In a recent report, the Washington-based fund commended the UAE Central Bank’s Anti-Money Laundering and Counter-Terrorism Financing (AML/CFT) unit for its efforts to “operationalize a new risk-based supervisory framework”.
“The acknowledgment of our national efforts to improve our collective response to money laundering and terrorism financing from a respected institution such as the IMF highlights the agility of the UAE to recognize challenges and address them in an organized and methodical manner,” state news agency Wam quoted Hamid Al Zaabi, director-general of the Executive Office of AML/CTF, as saying.

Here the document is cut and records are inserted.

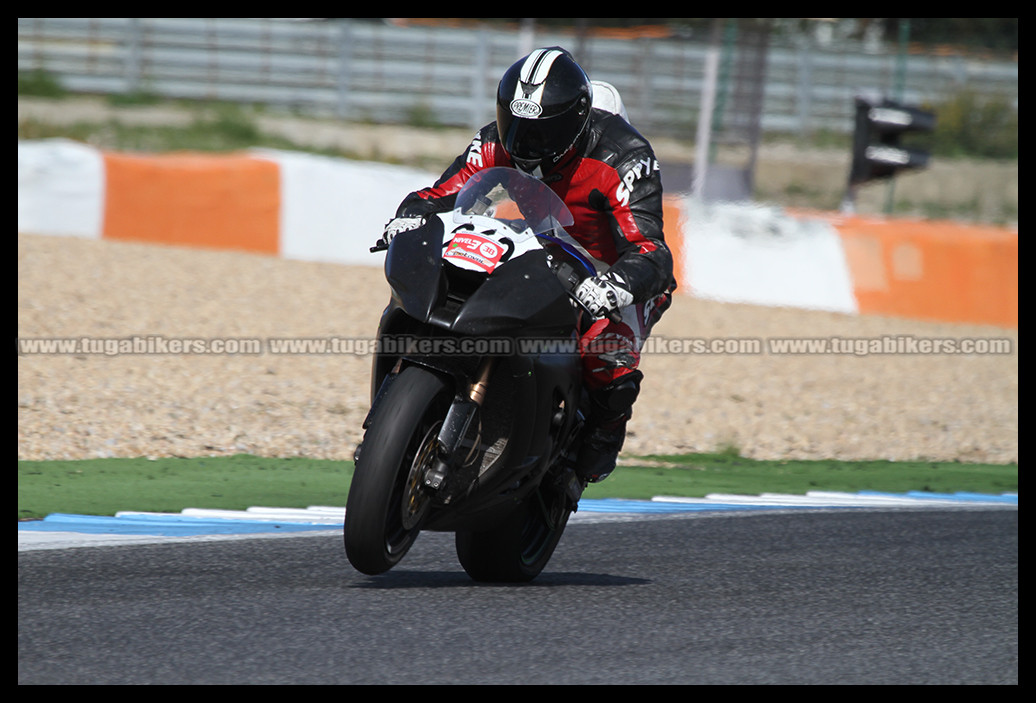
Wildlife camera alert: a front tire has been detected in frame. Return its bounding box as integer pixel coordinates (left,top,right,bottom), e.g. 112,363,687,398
343,367,453,576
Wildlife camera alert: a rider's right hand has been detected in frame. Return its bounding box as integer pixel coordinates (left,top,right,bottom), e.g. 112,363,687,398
381,217,425,244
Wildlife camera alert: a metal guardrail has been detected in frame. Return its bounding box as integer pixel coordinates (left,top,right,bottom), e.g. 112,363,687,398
18,18,1018,139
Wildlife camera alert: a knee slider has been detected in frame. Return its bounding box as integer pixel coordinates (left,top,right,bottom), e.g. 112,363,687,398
593,370,644,414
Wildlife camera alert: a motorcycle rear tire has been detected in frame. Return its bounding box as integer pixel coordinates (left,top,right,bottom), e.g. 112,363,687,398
455,488,572,583
343,367,453,576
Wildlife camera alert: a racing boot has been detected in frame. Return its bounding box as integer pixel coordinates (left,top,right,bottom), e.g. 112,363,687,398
576,371,643,485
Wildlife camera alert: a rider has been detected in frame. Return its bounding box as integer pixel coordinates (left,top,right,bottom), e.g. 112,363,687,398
383,47,675,484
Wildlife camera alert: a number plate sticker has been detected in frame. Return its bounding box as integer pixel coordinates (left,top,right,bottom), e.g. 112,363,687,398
442,234,506,273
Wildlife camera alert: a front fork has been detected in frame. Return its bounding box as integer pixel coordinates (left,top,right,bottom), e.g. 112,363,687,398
424,356,496,491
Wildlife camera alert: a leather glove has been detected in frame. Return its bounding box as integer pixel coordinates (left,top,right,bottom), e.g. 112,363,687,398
381,217,425,244
575,272,633,317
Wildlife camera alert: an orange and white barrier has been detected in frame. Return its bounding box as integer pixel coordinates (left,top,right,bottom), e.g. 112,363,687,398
18,140,1018,327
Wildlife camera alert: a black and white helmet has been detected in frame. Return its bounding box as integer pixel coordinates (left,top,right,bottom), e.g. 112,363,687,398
496,47,594,177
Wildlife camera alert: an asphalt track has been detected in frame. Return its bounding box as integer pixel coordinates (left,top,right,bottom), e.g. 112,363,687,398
19,503,1018,684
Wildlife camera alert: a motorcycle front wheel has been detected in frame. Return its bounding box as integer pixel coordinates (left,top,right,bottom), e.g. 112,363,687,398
343,367,453,576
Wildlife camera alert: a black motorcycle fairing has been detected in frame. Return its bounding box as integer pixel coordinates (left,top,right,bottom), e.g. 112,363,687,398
384,217,445,321
450,250,577,338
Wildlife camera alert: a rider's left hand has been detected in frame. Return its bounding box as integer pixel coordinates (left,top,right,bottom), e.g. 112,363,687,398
575,272,633,318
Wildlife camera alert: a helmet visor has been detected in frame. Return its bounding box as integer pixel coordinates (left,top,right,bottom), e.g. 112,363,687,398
496,106,587,167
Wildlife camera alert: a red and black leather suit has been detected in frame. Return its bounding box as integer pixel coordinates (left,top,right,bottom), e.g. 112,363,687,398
396,109,677,390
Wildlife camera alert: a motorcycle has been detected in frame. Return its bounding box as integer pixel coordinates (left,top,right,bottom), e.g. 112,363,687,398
343,168,603,582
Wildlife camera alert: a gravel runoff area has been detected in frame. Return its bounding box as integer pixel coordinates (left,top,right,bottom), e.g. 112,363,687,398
18,235,1018,463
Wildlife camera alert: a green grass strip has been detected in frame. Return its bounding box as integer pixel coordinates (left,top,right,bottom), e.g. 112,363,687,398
18,453,1018,519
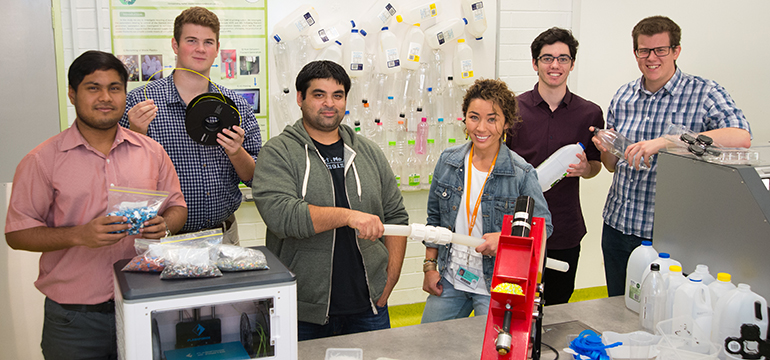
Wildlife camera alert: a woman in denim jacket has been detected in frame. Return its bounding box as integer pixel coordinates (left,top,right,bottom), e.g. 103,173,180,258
422,80,553,323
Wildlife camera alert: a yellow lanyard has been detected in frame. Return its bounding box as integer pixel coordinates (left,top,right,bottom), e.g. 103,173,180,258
465,145,500,236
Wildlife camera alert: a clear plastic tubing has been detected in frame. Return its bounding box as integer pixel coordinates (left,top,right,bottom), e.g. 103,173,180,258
383,224,569,272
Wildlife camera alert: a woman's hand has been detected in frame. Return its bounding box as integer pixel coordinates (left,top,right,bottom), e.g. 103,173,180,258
422,270,444,296
476,232,501,256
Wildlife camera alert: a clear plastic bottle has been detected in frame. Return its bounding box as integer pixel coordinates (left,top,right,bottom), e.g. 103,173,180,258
708,273,735,310
460,0,487,40
308,20,356,50
639,264,666,333
625,240,658,313
594,129,649,169
452,39,476,86
414,117,428,155
379,26,401,74
401,24,425,70
342,29,366,78
316,41,342,65
273,4,318,42
396,1,442,24
425,19,465,49
372,119,386,152
406,140,422,190
388,141,404,189
664,265,687,320
687,264,716,286
535,143,585,192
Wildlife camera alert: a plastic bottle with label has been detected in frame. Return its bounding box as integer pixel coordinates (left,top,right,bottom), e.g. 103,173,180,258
316,41,342,65
639,264,666,333
642,253,682,281
405,140,422,190
687,264,716,286
414,117,428,155
425,19,465,49
711,284,768,352
342,29,366,78
388,141,404,189
671,274,714,337
663,265,689,319
272,4,318,42
359,0,397,36
453,39,476,86
625,240,658,313
594,129,649,170
396,1,443,24
273,41,291,91
460,0,487,40
708,273,735,310
379,26,401,74
535,143,585,192
308,20,356,50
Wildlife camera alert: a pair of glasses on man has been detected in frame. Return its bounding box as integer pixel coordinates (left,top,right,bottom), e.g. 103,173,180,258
537,55,572,65
634,45,676,59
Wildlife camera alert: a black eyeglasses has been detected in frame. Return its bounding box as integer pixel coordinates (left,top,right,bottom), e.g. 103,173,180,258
634,45,676,59
537,55,572,64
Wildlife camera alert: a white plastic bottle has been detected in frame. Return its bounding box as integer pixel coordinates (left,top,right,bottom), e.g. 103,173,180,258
453,39,476,86
663,265,689,320
401,24,425,70
273,4,318,42
711,284,768,352
359,0,396,36
316,41,342,65
535,143,585,192
687,264,716,286
639,264,666,333
460,0,487,40
342,29,366,78
672,274,714,338
708,273,735,310
388,141,404,189
396,1,442,24
379,26,401,74
425,19,465,49
309,20,355,50
625,240,658,313
642,253,682,281
405,140,422,190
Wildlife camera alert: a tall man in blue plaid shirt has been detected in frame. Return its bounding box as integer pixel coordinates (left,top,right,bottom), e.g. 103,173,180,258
593,16,751,296
120,7,262,244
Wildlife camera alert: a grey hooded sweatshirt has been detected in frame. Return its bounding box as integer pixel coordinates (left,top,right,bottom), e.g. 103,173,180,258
252,119,409,324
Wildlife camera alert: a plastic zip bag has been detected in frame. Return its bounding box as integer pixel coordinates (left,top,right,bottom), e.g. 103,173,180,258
217,244,269,271
107,187,168,235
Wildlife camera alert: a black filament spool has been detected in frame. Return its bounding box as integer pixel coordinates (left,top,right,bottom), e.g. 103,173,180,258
185,93,241,145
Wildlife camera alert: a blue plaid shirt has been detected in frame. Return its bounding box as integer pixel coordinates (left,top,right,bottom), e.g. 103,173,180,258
602,68,751,239
120,74,262,231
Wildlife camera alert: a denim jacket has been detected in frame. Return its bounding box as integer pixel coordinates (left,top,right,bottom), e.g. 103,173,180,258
425,142,553,288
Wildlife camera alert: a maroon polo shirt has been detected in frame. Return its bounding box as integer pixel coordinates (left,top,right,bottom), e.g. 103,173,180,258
505,84,604,250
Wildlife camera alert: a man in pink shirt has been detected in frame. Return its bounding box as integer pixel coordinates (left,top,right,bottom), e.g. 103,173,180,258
5,51,187,359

“Through ongoing co-operation with both local and international regulators, we will continue to safeguard the country’s financial sector from illicit activity,” he added.
The UAE, the Arab world’s second-largest economy, has strict laws to prevent money laundering and the financing of terrorism, and it has issued various regulations over the years to prevent financial crimes.
The Executive Office of AML/CTF was established last year to deal with money launderers as well as organizations and people suspected of financing terrorists and organized crime.
In November 2020, the Ministry of Economy set up a new anti-money laundering department to ensure that all non-financial businesses and professionals comply with local laws.
Dubai also set up a special court in August to focus on fighting money laundering and other financial crimes and strengthening the integrity of its financial system.
The UAE has also joined other countries to crack down on money laundering.
In August, the Financial Intelligence Unit joined forces with the China Anti-Money Laundering Monitoring and Analysis Centre to exchange information in the fight against global money laundering and terrorism financing.